If we consider the Poincare distance on the unit disk
$$d(z_1, z_2) = 2\sinh^{-1} \frac{|z_1-z_2|}{\sqrt{(1-|z_1|^2)(1-|z_2|^2)}}$$
then any holomorphic map from $D(0,1)$ to itself does not increase the distance between points. This is called the Schwarz-Pick Theorem
Now, if $0<\rho < 1$, the one checks right away that
$$d(\rho w_1, \rho w_2) < d(w_1, w_2)$$
for every $z_1\ne z_2$ in $D(0,1)$.
We conclude that $g =\rho f\colon D[0,\rho]\to D[0,\rho]$, continuous, and decreasing the distance between points. It follows that $g$ has a fixed point.
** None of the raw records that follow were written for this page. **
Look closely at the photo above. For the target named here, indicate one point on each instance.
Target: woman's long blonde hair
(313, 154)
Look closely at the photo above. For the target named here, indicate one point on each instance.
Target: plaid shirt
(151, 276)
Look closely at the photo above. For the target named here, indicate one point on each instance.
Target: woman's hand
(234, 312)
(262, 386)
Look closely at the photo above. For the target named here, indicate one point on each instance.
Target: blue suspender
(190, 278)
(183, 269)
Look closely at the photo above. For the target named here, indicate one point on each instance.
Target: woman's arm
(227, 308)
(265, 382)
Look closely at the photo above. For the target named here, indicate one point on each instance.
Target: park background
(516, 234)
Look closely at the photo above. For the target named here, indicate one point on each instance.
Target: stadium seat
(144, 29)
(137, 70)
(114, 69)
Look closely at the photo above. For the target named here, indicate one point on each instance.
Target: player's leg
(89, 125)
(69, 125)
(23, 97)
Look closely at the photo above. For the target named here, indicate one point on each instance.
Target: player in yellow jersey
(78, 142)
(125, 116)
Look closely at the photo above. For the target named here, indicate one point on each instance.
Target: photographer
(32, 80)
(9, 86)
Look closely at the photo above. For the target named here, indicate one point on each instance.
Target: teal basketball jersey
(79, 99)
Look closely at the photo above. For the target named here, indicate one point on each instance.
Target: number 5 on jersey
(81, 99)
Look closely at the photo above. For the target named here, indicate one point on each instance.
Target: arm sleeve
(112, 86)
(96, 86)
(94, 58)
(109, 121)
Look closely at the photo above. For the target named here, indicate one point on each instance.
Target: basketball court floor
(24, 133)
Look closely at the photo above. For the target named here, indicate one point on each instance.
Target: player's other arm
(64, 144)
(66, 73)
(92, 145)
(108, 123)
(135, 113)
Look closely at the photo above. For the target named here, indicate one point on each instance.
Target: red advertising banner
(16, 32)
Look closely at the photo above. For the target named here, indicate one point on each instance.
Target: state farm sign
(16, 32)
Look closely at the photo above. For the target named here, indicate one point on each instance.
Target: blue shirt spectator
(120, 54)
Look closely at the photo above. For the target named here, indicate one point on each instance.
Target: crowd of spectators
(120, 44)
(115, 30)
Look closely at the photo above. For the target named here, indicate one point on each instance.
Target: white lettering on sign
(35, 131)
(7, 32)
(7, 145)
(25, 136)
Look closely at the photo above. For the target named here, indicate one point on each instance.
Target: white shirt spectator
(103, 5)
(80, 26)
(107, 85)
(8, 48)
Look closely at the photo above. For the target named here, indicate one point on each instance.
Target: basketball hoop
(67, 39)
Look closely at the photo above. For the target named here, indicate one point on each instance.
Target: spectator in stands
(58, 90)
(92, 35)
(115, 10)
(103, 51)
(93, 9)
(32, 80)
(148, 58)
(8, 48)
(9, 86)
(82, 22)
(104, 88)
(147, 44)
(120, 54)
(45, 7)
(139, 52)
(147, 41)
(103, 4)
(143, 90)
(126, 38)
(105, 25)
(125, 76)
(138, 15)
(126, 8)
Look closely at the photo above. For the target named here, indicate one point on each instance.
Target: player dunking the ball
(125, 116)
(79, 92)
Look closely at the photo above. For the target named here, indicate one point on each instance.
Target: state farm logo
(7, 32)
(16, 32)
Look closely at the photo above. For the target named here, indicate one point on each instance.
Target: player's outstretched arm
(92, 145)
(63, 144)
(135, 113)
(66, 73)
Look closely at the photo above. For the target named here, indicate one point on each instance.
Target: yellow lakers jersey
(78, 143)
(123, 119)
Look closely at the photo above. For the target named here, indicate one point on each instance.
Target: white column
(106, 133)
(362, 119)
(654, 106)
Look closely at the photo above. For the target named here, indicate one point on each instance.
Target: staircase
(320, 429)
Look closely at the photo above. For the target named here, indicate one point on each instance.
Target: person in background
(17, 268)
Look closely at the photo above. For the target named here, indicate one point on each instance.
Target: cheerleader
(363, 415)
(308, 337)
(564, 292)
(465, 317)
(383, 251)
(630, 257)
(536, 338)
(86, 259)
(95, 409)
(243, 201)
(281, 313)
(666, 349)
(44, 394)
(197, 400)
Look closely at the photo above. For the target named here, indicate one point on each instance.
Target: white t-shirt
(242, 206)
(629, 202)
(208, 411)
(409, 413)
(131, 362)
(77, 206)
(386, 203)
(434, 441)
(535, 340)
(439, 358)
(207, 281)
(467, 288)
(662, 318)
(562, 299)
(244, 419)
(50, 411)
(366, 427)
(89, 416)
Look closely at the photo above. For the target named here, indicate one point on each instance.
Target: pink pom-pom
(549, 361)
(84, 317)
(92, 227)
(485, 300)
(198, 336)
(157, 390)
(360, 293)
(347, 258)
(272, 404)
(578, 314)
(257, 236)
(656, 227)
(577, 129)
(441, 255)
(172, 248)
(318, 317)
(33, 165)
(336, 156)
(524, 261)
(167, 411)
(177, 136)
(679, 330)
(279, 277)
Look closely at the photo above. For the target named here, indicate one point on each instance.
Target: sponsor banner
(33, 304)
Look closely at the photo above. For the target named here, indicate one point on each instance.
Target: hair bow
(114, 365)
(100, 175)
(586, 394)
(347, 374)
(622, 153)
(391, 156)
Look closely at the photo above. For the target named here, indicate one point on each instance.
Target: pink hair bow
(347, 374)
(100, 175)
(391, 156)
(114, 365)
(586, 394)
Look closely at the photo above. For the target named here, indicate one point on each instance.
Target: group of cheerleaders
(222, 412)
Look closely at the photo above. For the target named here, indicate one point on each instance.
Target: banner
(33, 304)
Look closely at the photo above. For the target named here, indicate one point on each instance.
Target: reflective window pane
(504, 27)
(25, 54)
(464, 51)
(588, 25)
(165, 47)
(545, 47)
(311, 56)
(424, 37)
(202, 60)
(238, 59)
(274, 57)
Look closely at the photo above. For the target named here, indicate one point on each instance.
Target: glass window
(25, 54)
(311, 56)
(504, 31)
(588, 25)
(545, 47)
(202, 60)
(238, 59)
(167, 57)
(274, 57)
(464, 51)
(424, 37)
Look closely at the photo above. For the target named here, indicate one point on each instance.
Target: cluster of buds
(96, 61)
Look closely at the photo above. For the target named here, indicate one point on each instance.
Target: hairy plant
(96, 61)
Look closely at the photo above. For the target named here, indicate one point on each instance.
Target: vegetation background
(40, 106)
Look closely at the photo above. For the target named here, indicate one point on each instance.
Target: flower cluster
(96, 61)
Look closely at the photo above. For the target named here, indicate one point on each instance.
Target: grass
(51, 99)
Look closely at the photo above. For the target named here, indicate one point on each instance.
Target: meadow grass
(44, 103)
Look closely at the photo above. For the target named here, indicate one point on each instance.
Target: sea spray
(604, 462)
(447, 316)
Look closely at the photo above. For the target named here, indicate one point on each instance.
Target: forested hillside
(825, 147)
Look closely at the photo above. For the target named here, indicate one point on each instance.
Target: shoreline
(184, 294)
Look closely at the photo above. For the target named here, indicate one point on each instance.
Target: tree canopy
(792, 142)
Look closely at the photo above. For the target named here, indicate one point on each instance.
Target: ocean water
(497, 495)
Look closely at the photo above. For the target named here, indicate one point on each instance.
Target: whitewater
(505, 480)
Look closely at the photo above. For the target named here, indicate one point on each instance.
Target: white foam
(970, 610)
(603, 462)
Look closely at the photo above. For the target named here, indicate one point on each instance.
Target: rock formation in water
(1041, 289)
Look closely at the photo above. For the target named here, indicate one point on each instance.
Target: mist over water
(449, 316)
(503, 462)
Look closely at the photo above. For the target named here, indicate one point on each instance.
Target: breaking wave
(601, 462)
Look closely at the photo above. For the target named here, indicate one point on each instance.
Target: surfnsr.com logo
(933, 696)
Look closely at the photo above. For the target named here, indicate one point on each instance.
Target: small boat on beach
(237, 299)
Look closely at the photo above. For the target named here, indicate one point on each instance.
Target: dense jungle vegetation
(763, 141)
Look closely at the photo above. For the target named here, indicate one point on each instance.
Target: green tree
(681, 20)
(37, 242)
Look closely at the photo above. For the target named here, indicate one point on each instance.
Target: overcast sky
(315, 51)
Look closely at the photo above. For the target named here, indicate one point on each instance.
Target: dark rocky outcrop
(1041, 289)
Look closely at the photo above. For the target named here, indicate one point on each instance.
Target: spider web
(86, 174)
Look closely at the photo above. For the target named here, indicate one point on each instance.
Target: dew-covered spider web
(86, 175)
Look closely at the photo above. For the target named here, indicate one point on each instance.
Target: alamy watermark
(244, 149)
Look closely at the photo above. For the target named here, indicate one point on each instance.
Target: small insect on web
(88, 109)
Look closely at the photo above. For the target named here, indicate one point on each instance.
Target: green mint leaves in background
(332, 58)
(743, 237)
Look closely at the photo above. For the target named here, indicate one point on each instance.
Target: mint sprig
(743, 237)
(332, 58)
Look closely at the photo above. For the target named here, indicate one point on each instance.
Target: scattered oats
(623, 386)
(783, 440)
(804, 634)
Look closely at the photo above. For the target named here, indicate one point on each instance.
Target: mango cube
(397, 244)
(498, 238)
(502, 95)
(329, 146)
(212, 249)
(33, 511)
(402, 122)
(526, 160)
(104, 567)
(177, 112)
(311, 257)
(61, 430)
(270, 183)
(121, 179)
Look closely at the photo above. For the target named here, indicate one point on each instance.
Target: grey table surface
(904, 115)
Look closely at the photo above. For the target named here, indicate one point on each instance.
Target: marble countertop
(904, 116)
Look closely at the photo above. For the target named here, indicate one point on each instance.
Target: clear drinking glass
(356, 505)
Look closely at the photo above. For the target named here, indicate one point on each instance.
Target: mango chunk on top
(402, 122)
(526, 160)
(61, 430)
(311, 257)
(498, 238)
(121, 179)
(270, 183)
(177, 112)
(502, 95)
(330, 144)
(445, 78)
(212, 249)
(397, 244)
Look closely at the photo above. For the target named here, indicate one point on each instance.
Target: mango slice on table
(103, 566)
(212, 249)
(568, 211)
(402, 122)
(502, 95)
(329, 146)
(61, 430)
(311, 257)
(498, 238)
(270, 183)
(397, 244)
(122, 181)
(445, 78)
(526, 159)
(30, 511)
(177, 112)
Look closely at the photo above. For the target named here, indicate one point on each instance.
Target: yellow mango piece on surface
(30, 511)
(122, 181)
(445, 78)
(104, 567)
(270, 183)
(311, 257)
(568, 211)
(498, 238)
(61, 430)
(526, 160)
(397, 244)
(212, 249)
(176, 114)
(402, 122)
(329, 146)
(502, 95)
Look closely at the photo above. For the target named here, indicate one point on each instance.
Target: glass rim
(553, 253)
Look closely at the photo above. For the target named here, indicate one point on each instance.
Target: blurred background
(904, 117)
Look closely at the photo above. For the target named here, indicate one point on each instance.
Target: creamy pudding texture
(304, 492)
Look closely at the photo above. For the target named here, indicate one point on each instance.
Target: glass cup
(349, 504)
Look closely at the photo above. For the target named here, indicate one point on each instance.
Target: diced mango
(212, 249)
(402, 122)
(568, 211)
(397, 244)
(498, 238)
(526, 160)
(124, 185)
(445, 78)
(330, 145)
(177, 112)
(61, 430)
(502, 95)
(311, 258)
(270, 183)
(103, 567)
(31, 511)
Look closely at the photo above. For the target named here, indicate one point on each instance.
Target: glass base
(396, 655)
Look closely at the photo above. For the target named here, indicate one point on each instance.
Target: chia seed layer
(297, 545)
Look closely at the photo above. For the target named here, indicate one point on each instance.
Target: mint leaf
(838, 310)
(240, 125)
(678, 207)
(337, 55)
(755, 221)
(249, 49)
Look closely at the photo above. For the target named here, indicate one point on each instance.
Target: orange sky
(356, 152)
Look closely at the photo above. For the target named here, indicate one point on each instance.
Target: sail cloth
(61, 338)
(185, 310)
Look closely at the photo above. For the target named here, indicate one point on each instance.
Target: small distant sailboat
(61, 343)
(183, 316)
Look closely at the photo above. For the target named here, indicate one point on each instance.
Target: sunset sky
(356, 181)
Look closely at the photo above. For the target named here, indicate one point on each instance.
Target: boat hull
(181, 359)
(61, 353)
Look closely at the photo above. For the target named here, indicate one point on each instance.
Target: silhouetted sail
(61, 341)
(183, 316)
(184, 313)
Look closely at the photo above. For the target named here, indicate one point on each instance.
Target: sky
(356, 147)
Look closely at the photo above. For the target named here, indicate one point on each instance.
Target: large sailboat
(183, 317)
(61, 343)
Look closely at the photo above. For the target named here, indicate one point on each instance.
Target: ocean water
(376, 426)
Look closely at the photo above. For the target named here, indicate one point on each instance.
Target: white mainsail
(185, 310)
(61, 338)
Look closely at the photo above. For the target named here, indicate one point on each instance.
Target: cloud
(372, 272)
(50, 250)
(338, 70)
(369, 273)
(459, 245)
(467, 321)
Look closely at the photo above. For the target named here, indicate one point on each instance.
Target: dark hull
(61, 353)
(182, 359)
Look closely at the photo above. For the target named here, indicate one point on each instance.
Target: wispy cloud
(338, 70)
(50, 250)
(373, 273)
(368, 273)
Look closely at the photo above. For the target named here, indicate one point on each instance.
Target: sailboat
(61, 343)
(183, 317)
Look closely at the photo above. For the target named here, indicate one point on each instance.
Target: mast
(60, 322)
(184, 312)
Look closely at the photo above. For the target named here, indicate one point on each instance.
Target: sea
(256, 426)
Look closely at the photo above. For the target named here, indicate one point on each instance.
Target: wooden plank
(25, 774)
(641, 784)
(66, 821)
Indeed, otherwise consider a point $z$ such that $d(z, g(z))$ is smallest and $>0$. But then $d(g(z), g^2(z)) < d(z, g(z))$, contradiction.
Now take a sequence $\rho_n \to 1$. There exists $z_n \in D[0, \rho_n]$ such that $\rho_n f(z_n) = z_n$. The sequence $z_n$ has a subsequence convergent to a point $z\in B[0,1]$. We have $f(z) = z$.
Note that it is possible that $f$ has a fixed point only on $S^1$. For example, consider
$$f(z) = \frac{3+4 i}{5}\cdot \frac{z -\frac{1+ 2 i}{5}}{ 1- \frac{1-2i}{5} z}$$
with unique fixed point $z=1$.